Se pusieron de pie tambaleándose. Hassan se tocó el culo y se rio al notar cómo todavía le goteaba un hilo de leche por el muslo. Rafael le dio una nalgada fuerte que resonó y le hizo soltar un “ay, cabrón” entre risas. Se secaron a medias con las toallas, sin limpiarse del todo a propósito. Hassan se subió los shorts de compresión todavía mojados de sudor y semen; el elástico le apreció el culo lleno y se le marcó el agujero un segundo. Rafael se metió la polla limpia dentro de los calzoncillos y se subió los pantalones cortos, la tela pegándose a la piel.

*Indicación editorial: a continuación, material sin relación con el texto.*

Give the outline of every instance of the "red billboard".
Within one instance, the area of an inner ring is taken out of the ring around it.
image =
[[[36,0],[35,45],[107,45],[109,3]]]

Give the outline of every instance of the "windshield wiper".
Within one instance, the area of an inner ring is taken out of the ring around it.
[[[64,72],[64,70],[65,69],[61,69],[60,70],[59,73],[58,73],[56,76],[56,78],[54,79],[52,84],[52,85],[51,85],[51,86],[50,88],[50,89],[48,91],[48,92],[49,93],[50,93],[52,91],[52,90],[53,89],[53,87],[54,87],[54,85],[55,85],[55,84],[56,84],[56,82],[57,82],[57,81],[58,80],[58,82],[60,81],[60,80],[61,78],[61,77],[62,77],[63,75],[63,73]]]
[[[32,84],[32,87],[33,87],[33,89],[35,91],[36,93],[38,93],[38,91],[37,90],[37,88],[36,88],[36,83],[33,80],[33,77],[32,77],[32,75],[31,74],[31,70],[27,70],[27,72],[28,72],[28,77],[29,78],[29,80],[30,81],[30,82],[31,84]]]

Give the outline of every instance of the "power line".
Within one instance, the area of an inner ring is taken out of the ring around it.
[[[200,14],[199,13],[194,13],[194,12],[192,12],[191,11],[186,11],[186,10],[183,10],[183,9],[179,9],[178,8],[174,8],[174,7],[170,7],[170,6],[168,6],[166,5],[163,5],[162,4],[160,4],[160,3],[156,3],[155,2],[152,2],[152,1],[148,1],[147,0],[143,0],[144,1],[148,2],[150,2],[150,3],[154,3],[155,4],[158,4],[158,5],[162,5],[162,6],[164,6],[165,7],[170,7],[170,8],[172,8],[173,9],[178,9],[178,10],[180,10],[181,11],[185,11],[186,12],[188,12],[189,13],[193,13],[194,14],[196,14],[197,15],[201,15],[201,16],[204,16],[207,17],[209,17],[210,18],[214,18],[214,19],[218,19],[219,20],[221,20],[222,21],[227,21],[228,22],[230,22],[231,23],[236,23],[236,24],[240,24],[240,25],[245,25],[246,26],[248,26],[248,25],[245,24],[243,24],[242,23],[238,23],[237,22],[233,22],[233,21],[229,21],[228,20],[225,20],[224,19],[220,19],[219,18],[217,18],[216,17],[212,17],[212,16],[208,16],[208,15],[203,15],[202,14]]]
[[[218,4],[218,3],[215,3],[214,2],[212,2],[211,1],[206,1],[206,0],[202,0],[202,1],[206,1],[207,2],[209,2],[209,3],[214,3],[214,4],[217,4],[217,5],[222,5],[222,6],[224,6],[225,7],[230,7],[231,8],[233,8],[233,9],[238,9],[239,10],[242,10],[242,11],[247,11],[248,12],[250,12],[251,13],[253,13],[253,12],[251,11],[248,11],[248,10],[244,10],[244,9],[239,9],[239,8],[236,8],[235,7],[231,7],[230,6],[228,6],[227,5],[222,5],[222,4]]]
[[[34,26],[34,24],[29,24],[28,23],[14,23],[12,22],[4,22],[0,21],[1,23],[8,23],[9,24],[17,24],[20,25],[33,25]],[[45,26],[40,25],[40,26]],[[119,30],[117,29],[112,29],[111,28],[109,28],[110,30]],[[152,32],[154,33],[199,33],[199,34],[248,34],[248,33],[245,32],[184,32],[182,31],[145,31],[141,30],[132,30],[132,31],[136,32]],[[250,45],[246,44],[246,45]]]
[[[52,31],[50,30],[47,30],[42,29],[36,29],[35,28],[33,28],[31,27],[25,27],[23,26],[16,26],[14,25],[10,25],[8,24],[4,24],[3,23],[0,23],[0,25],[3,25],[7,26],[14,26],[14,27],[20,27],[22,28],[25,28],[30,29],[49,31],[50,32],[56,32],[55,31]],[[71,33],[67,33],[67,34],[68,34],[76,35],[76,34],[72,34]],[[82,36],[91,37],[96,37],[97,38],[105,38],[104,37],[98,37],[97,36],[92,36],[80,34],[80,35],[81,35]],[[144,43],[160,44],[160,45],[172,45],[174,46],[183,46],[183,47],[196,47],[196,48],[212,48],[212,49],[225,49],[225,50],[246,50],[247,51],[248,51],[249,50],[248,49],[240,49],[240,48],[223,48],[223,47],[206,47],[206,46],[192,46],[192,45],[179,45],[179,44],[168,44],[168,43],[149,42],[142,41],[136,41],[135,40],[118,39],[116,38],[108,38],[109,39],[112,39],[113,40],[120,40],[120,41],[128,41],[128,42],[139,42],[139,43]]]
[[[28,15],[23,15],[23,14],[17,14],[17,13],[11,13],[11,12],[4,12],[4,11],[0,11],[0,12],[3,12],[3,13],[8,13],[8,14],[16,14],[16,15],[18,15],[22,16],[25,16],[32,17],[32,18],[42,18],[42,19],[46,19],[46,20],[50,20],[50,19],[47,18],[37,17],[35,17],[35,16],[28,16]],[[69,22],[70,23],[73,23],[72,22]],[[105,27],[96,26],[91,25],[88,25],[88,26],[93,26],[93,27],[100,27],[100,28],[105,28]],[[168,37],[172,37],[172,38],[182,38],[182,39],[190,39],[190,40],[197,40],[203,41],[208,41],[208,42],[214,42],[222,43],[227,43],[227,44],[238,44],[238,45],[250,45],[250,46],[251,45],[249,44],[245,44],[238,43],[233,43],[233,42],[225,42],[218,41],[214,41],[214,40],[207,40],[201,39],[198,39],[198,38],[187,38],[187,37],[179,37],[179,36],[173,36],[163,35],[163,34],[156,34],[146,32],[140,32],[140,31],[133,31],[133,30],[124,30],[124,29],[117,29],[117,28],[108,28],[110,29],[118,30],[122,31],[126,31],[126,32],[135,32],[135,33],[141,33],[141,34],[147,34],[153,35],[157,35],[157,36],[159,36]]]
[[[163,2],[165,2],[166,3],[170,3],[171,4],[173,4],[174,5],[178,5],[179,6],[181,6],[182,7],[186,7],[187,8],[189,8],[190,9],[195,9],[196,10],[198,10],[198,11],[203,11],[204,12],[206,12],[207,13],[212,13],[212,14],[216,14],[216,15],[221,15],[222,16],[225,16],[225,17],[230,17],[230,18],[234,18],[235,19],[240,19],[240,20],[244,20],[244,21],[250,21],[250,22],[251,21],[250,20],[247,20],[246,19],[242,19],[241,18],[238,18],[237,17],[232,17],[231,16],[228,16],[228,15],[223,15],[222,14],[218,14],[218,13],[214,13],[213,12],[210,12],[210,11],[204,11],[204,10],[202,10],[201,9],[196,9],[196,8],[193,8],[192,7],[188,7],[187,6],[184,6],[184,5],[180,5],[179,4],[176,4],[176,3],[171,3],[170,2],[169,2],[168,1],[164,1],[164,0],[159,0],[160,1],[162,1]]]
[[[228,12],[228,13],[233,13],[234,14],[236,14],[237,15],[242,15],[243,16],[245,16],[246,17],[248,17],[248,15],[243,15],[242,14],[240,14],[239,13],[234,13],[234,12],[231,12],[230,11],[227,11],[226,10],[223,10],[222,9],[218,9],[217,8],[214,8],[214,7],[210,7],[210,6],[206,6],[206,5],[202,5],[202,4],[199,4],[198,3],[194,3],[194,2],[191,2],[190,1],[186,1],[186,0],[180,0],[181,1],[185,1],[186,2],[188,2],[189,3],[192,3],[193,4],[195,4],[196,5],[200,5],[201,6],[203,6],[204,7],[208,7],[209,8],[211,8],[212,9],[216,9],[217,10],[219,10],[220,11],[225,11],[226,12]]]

Se vistieron entre codazos, risas bajas y manoseos. Hassan le metió la mano dentro del pantalón a Rafael una última vez y le apretó la verga todavía sensible. Rafael le devolvió el favor, metiéndole dos dedos por detrás del short y empujándolos un poco dentro del culo baboso y lleno, sacándolos después brillantes de leche.
—Mira cómo te dejo —dijo Rafael, enseñándole los dedos sucios antes de chupárselos delante de su cara—. Llenito y abierto. Para que te acuerdes todo el camino a casa.
Hassan se le pegó, le agarró la nuca y le dio un último beso sucio, metiéndole la lengua hasta la garganta, frotándose el paquete contra el suyo.
—La próxima te dejo yo a ti igual de lleno, puto —susurró contra su boca—. Te voy a follar el culo hasta que me pidas por favor que pare, y aun así no voy a parar. Te voy a reventar ese agujero de macho hasta que te corras solo de tenerlo lleno de mi verga.
Se separaron, se echaron las mochilas al hombro y salieron del vestuario todavía riéndose, el olor a sexo pegado a la piel, el semen de Rafael secándose lento dentro del culo de Hassan, y la promesa sucia de devolvérselo ardiendo entre los dos como un secador todavía caliente.